The letter to Bennett was an unusual step for faculty members, because such groups rarely involve themselves in issues not directly related to their employment conditions and responsibilities.

The letter was sent by faculty groups at the Hebrew University of Jerusalem, Tel Aviv University, Ben-Gurion University of the Negev, Be’er Sheva, the University of Haifa and the Technion – Israel Institute of Technology, Haifa.

Such classes currently exist only at colleges, university preparatory programs and a special campus at Bar-Ilan University, Ramat Gan.

The faculty groups object mainly to the discrimination against female faculty members, who will not be allowed to teach male students in the programs, while male lecturers will be allowed to teach female students.

“The attempt to prevent female faculty members from teaching men will harm the freedom of occupation of all academic faculty,” the letter stated.

The faculty groups are also protesting the plan to hold a pilot program of gender-separated classes on the regular university campuses. So far, such classes have been held only on special campuses outside of the universities.

They also object to accepting religious students who are not Haredim onto these programs.

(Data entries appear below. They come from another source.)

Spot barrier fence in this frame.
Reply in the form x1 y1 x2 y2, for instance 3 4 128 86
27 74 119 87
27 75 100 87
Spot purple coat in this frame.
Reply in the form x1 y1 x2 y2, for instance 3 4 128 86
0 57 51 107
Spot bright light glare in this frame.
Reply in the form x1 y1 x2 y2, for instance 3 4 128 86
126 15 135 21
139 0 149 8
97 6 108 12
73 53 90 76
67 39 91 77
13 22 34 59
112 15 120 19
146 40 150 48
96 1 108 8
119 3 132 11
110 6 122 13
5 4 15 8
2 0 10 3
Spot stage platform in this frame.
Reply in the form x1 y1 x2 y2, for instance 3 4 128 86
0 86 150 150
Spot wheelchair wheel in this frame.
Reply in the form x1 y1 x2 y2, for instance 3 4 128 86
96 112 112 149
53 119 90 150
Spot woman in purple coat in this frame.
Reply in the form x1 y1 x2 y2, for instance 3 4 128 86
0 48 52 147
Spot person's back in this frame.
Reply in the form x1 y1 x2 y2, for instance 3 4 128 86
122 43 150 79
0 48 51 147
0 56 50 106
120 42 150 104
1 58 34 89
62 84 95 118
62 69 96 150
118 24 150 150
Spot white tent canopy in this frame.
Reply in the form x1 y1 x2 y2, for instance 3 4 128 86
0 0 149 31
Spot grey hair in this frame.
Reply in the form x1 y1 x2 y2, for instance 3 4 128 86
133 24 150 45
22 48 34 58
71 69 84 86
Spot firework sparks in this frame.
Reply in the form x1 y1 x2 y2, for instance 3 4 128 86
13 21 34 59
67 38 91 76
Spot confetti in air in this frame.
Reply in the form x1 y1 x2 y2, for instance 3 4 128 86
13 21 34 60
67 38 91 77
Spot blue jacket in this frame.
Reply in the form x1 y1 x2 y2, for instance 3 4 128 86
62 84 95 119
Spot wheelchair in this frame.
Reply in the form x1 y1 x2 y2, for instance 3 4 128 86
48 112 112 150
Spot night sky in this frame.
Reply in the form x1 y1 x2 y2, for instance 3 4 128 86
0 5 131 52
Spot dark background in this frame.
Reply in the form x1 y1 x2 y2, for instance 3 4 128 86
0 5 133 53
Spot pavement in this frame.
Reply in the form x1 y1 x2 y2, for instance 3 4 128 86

The new program is intended to increase the number of ultra-Orthodox students from 11,000 to 19,000 by 2022. The education council plans on spending 1.5 billion shekels ($420 million) on the program.

Yet critics say the new program seems to ignore a number of major failings of the previous five-year program to increase Haredi numbers in higher education, including a very high dropout rate – about half of all male students. In addition, complaints have been made about a lower level of studies compared to regular academic programs.